Yesterday, I wrote about how I stumbled onto Mayor Sam Adams' closed-door, unannounced summit on gang violence—a meeting where gang outreach workers, religious leaders and other prominent members of the African-African community were invited to share their frank thoughts about the problem with the mayor's staff and Portland police commanders.

Today, I finally spoke with someone willing to talk about the meeting on the record—and why it was held away from public eyes. The meeting, held in City Hall, was scheduled earlier this week, after a fatal gang shooting downtown over the weekend. The effort was supposed to be kept quiet, says Bishop A.A. Wells, founder of North Portland's Emmanuel Temple Church, so that all parties could speak freely about the issue without fear of having their words or ideas misrepresented.

"The idea was trying to deal with the trust factor, so we can get on a better page to make a difference in healing this city," says Wells, who acknowledged that all Portlanders, not just those in the room yesterday, have a stake in how the discussions turn out. Still, he said, "Trust is a big thing that the silence is trying to accomplish."

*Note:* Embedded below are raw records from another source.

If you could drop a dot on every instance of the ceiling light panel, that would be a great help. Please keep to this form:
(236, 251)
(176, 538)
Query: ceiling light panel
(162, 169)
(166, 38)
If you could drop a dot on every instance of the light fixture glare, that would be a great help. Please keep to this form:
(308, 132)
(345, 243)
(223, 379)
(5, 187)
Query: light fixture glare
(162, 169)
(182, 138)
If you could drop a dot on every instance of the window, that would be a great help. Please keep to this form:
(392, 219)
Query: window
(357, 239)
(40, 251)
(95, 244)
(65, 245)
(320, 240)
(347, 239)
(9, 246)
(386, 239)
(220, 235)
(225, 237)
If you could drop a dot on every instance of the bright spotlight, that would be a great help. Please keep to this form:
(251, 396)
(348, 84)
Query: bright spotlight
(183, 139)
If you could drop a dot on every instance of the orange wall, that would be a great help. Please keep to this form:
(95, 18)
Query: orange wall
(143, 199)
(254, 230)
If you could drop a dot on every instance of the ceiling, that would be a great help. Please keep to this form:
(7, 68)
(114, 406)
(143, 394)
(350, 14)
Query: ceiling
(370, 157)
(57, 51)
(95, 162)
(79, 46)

Wells declined to speak in particulars or comment on whether the huddle ever grew heated. But he did confirm some of the details about the talk's frameworks, especially that some in the room passionately sought assurances that any strategy also include a focus on the roots of gang violence: poverty and educational disparities.

"Many of these people in the room have been working and involved in and addressing the issue of gangs in the city since they materialized in the mid-1980s," he says. "They have a healthy perspective as to what should happen and what should not happen."

That said, trust will take time to build.

"Those of us who did attend, our perspective is simply that the mayor appears to be trying to make a difference," says Wells. But "now that you're meeting, are you listening? Are you calling us here to listen to you, or are you calling us here to listen to us?

"To the degree that happens, then that will determine whether we'll experience success."